Se me tivessem dito isto há uns anos acharia possível mas ainda bem que só sabemos o futuro depois de o ter vivido.

Os Tobias Catatuas têm uma casa nova

2.6.16

O Isaac e o Nicolau tinham uns animais de peluche que serviam de objecto de conforto, sobretudo o do Isaac. O do mais velho era um cão e o do mais novo um gato. O cão do Isaac viveu várias aventuras e há dois anos ficou perdido num hotel em Bali. Nesse ano, o Pai Natal encontrou-o, quando passou pela Indonésia (deve ter feito um enorme desvio, coitado!), e trouxe-o. O Isaac chorou de alegria agarrado ao cão.
Entretanto, voltamos a perder o cão, e também o gato, num hotel em Same, que fica a 35 Km de Díli, ou seja, a quatro horas de distância, ou mais. Portanto o cão ficou lá para sempre. Quer dizer, o Isaac ainda acredita que ele vai voltar.
Depois disso, passamos numa loja do Timor Plaza com um caixote enorme cheio de bonecos e o Nicolau pediu-nos um. Perante a nossa recusa lembrou-nos que a culpa de terem perdido os outros era nossa. Usou argumentos bastante plausíveis, até, mas toda a gente sabe que não há nada como a culpa para conseguirem coisas que não interessam para nada.
Lá vieram para casa, cada qual com o seu bicho: um leão para o Isaac e um transgénico para o Nicolau. Chamam-se os dois Tobias Catatuas, não faço ideia porquê, e é o Isaac que brinca com os dois, porque o Nicolau, o que queria muito, muito ter um boneco novo, afinal, não quer saber dele para nada. E isso diz mesmo muito sobre a personalidade deles.
Da mesma forma que o processo de construção daquela casa diz muito sobre a minha, mas isso fica para um outro dia.

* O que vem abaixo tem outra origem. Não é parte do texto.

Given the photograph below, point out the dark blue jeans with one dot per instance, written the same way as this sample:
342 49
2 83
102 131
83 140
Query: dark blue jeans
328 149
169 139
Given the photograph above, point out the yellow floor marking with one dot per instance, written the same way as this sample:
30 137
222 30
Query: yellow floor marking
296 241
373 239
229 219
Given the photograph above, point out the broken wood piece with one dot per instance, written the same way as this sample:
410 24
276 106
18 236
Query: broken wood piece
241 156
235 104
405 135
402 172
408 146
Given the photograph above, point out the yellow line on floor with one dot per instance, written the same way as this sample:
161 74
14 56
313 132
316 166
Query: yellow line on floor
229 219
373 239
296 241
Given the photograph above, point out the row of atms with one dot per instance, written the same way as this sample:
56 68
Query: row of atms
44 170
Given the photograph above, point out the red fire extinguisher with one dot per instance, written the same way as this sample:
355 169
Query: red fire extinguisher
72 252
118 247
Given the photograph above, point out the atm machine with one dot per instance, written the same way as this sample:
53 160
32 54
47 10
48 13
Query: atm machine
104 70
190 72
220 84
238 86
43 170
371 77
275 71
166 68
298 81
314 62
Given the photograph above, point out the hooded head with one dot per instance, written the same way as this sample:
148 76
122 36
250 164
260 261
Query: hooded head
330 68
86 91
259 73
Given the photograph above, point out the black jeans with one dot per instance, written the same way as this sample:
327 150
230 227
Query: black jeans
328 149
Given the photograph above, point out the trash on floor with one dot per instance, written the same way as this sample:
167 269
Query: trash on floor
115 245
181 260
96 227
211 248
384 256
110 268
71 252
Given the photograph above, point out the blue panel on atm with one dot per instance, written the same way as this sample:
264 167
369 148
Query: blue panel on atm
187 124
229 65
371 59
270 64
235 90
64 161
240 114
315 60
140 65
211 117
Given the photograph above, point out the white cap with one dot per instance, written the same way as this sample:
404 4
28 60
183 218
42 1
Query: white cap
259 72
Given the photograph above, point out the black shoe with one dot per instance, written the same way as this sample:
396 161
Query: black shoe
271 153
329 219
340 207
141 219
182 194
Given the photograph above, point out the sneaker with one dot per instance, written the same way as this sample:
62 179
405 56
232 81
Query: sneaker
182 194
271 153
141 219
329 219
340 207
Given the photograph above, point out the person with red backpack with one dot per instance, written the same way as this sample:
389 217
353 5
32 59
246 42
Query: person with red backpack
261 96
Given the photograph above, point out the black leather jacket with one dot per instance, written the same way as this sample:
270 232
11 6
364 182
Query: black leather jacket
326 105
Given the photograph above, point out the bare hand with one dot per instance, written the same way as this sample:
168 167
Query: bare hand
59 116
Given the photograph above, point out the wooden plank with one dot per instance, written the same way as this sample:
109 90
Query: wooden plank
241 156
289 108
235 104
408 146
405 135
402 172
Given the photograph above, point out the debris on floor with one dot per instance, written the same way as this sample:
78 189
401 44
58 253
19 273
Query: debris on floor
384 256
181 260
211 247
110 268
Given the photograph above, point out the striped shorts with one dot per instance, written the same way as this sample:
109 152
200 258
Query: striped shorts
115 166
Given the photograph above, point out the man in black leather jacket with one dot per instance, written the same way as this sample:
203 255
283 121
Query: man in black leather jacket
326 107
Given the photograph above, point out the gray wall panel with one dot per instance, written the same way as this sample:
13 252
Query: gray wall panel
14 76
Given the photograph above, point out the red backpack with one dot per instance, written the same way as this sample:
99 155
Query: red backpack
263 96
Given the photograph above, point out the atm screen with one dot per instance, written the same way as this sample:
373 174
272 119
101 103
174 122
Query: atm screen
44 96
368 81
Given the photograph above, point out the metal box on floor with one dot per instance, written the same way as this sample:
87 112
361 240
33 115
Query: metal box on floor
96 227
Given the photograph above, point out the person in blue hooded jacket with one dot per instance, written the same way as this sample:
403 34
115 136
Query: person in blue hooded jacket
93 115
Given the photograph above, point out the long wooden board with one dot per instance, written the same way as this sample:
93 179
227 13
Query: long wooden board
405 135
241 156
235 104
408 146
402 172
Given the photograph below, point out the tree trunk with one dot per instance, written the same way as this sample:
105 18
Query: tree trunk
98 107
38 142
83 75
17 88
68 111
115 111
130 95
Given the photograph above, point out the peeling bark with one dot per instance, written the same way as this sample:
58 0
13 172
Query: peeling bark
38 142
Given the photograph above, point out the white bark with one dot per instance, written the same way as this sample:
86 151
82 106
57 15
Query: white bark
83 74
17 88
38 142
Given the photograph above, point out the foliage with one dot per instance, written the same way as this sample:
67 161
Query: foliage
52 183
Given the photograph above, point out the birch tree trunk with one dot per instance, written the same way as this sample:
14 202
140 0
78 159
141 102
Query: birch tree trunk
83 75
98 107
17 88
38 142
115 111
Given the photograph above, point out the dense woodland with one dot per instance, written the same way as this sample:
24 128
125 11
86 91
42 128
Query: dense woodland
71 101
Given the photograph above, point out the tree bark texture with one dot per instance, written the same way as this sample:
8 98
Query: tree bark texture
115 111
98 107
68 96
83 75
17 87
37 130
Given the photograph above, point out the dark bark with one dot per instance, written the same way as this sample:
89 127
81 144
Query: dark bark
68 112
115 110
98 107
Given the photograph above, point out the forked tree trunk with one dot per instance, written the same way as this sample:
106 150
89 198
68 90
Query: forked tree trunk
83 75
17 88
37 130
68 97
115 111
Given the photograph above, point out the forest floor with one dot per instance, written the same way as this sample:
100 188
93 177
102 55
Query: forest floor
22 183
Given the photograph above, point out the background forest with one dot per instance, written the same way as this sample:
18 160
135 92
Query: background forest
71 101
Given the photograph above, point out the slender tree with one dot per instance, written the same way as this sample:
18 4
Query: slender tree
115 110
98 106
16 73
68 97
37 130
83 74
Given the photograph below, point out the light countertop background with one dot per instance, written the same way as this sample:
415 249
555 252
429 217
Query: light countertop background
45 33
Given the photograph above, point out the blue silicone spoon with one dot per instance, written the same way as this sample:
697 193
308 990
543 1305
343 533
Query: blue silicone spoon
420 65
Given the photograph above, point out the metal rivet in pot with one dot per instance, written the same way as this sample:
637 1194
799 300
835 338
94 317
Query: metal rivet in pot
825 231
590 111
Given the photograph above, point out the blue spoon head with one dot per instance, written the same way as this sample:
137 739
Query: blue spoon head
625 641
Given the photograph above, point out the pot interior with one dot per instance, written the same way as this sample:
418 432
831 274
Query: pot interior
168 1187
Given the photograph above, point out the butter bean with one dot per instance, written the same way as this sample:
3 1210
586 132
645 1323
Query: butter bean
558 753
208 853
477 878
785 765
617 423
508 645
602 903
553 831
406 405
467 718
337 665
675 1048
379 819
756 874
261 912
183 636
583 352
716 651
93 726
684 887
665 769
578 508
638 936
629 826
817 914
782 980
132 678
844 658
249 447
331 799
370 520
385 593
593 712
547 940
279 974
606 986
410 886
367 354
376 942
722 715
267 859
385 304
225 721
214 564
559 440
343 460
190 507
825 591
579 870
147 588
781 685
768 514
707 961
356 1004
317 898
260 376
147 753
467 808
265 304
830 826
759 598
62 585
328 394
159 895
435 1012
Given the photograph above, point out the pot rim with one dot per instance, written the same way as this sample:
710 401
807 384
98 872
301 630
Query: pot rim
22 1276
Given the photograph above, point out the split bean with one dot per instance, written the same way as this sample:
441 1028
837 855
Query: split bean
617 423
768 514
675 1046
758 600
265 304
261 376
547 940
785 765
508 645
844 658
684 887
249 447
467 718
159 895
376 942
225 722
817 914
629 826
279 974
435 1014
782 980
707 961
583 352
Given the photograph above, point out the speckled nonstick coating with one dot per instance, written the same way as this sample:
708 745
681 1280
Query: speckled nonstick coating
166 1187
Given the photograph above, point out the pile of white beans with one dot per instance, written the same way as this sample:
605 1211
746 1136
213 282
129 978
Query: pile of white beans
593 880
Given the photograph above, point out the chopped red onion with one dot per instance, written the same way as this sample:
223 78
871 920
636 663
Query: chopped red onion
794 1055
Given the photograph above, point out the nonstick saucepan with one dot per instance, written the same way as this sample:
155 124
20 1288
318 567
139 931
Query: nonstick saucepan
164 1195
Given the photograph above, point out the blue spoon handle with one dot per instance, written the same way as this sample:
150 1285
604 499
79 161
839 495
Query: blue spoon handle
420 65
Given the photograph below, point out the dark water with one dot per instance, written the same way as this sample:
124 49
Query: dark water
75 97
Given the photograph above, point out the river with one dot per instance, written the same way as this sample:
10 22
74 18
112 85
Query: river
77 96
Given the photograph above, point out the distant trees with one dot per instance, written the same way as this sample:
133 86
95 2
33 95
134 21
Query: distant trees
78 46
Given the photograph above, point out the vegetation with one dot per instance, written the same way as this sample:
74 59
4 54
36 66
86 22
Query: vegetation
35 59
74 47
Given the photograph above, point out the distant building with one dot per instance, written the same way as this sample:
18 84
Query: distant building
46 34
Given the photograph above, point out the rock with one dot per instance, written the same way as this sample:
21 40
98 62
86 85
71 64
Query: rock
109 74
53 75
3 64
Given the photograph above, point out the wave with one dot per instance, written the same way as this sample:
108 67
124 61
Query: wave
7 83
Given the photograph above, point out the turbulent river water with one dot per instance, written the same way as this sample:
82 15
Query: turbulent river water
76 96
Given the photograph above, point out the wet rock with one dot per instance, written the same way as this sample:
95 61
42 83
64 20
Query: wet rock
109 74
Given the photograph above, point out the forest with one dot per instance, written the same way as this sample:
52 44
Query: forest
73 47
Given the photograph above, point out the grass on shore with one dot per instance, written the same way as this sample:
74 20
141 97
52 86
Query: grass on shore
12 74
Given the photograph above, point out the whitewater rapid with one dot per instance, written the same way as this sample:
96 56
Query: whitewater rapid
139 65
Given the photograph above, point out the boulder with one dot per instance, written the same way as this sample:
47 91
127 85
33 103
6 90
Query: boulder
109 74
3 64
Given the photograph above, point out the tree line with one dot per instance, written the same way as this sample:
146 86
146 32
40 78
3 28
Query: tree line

Nós, as mães normais (num dia normal de 2011)

31.5.16

Temos os espelho sujos; tiramos fotografias desfocadas, porque há mãos pequeninas a pedir-nos colo, e outras escuras, porque as divisões da casa não têm todas a mesma luz. Nós, as mães normais, e grávidas, gostamos de fatos-de-treino (sim, FATOS-DE-TREINO e não me venham com merdas que há uns anos ninguém ousaria sair à noite de chinelos de dedo e de repente as havaianas passaram a fazer parte dos outfits mais cool), mais do que isso, precisamos deles como os piolhos de cabeças humanas. Nós, as mães normais não temos, sempre, lençóis a condizer com edredons e cobertores; toalhas de mesa bordadas e outras coisas que tais. Nós, as mães normais temos pijamas ridículos.
E para mostrar isso mesmo acordei um dia destes (na segunda-feira passada) com a ideia fixa de registar o dia com imagens. A ideia era clicar de hora em hora estivesse eu a fazer o que estivesse, mas essa parte não se revelou fácil, porque me esquecia de confirmar as horas. Por isso, fui fotografando algumas das rotinas diárias sem grande preocupação com o relógio. O dia acabou por se revelar atípico, porque a Bea não esteve em casa (estava excepcionalmente com o pai num dia da semana), o Isaac não fez cocó e o Jaime não trabalhou nessa tarde. Ainda assim decidi que devia publicá-lo, por nós, as mães normais. Podem vê-lo aqui.

P.S Devo só acrescentar que há mães normais que fotografam melhor, nas mesmas condições. E que não se dão a este tipo de exibicionismos.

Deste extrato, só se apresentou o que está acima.